Amidst the nationwide protest on Monday, Bangladesh’s cabinet has passed a bill which allows the death penalty on rape. This decision is the result of increasing pressure form people after an upsurging number of sexual assault cases in the country.

But it again upheaves the question; is it right to award death penalty on rape? Does adding the death penalty on rape deterrents the crime to occur again? Should countries like India also add the death penalty as maximum punishment for the rapist?

What is the true motive of punishment and penalty?

Rape is a terrible crime and the culprit in the case should be punished as harshly as possible. But what is the true purpose of punishment? Is it just to make the culprit suffer or the objective is more than seeing the evildoer racked in pain.

In every constitution, there are punishments for offensive crime. But the soul purpose of these punishments and penalties is to set an example so people do not repeat the crime. Death penalty on rape aims to root fear in offenders and therefore protect women from any further sufferings.

But the question still stands tall; will adding the death penalty be able to ensure the safeguard of women?

Will death penalty on rape provide shield to women?

According to Ain-o-Salish Kendra, a human rights organisation; from January to September there have been about than 1000 cases of rapes in Bangladesh out of which 208 were gang-raped.

Only just last month, video of a brutal sexual assault of a young woman by a group of eight men was posted on social media from south-eastern Noakhali. This incident followed by a few more has sparked rage in the country. Along with the capital city Dhaka; protest has erupted in many cities for stricter punishments and the death penalty to the felon.

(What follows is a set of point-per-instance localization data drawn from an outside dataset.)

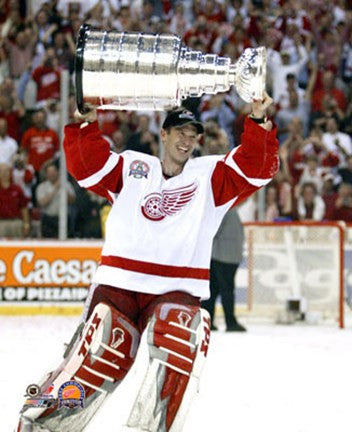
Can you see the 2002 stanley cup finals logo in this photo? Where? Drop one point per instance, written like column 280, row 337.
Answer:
column 139, row 169
column 71, row 394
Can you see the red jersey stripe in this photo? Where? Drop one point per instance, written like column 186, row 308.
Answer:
column 155, row 269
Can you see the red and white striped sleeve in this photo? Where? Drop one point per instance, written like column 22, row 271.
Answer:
column 91, row 162
column 247, row 167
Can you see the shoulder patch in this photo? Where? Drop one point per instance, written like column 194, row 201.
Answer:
column 139, row 169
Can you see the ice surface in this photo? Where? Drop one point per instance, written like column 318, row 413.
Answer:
column 271, row 379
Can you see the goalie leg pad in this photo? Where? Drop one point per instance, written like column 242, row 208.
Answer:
column 99, row 359
column 178, row 339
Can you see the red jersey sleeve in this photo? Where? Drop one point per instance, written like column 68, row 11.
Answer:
column 247, row 167
column 90, row 161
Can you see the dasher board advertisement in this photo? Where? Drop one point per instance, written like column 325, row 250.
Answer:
column 42, row 275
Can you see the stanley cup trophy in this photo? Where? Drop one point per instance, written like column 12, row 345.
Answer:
column 140, row 71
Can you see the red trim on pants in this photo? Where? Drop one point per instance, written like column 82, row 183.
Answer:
column 138, row 307
column 155, row 269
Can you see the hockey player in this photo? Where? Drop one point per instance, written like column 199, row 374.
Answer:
column 154, row 268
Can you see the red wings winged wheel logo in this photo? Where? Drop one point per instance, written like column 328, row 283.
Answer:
column 167, row 203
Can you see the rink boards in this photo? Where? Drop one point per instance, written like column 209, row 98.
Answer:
column 53, row 277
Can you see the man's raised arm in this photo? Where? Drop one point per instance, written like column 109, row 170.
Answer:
column 89, row 159
column 253, row 163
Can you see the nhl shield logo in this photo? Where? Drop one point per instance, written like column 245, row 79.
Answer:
column 139, row 169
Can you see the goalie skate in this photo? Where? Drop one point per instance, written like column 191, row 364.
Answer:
column 98, row 358
column 178, row 340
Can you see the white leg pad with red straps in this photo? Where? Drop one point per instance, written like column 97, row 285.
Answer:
column 178, row 340
column 99, row 357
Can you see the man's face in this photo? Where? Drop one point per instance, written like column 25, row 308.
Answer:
column 179, row 143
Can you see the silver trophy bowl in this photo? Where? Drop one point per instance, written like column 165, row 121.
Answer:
column 141, row 71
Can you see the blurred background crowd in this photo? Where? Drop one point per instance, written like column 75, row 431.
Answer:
column 309, row 56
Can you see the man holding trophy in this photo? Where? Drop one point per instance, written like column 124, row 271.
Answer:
column 154, row 268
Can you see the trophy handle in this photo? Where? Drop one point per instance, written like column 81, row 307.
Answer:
column 81, row 40
column 250, row 74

The problem in the of Bangladesh as with most of the neighbouring country is not the severity of punishment, but; the damp squib of the court in passing timely judgement. And for the most part victim themselves fear to come forward and speak about the wrong with them; therefore damping the hope of justice forever.

According to Naripokkho, a Bangladesh established women’s right organisation, only 0.37% of total rape cases makes to conviction.

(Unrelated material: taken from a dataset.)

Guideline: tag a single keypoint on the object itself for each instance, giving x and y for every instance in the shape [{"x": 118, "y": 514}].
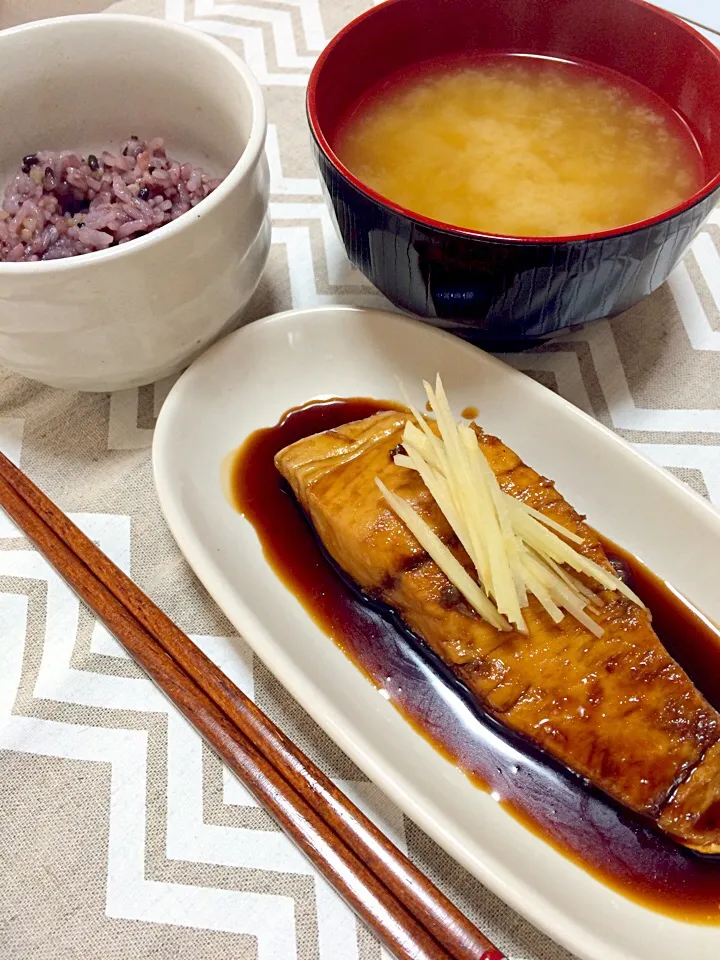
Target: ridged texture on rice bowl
[{"x": 60, "y": 204}]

The un-anticipated fall back of death penalty on rape

Adding the death penalty in the case where women are not able to speak up for themselves might have an opposite result than anticipated.

  • No data to prove that the death penalty is deterrent: There is no data to prove that imposing the death penalty stop or discourages the criminals from committing the crime. Adding a death penalty will not ensure the safeguard of women.
  • Lessen reporting: In most of the cases; the rapist is someone the accused already knew and in a considerate proportion of cases the culprit some family member. Under these circumstances, the probability of reporting rape given the probability of the death penalty is very small. If the delinquent is close to the family, the victim might face family pressure for not reaching out of official help.
  • More chances of murder: given the fear of the death penalty, perpetrators may murder the victim to make sure that there is no way anyone finds out about the crime.

Another reason that can be argued against the death penalty is survivors of sexual assault are often considered to have lost their honour. As in most of the part, the sexuality of women is linked to honour. A women’s right group, in 2018, opposing the death penalty for rape said; “The logic of awarding death penalty to rapists is based on the belief that rape is a fate worse than death. Patriarchal notions of ‘honour’ lead us to believe that rape is the worst thing that can happen to a woman. There is a need to strongly challenge this stereotype of the ‘destroyed’ woman who loses her honour and who has no place in society after she’s been sexually assaulted. We believe that rape is a tool of patriarchy, an act of violence, and has nothing to do with morality, character or behaviour.”

The Gloomy silence

Whenever any such case catches public attention, mass protests are carried out demanding for hanging the rapist. But what we miss is only a very small proportion of the rape cases makes to the headline. Most of them stay unconcerned. When the protest dims people forget about the case and thus the victim suffers in dark.

The demonstrators ranting “Hang the rapists” and “No mercy to rapists”, crowding the street, demanding for justice; it is like a reel played over and over again, few times a year just with new faces every time. In some cases, the rapist gets charged with life imprisonment or death penalty whereas in some they escape; but rapes keeps on happening. Thousands of cases piling up every year but nothing changes.

To make changes and stop these crimes it is more important for courts to bring quick conviction in the cases and empower women to speak up for themselves without fear.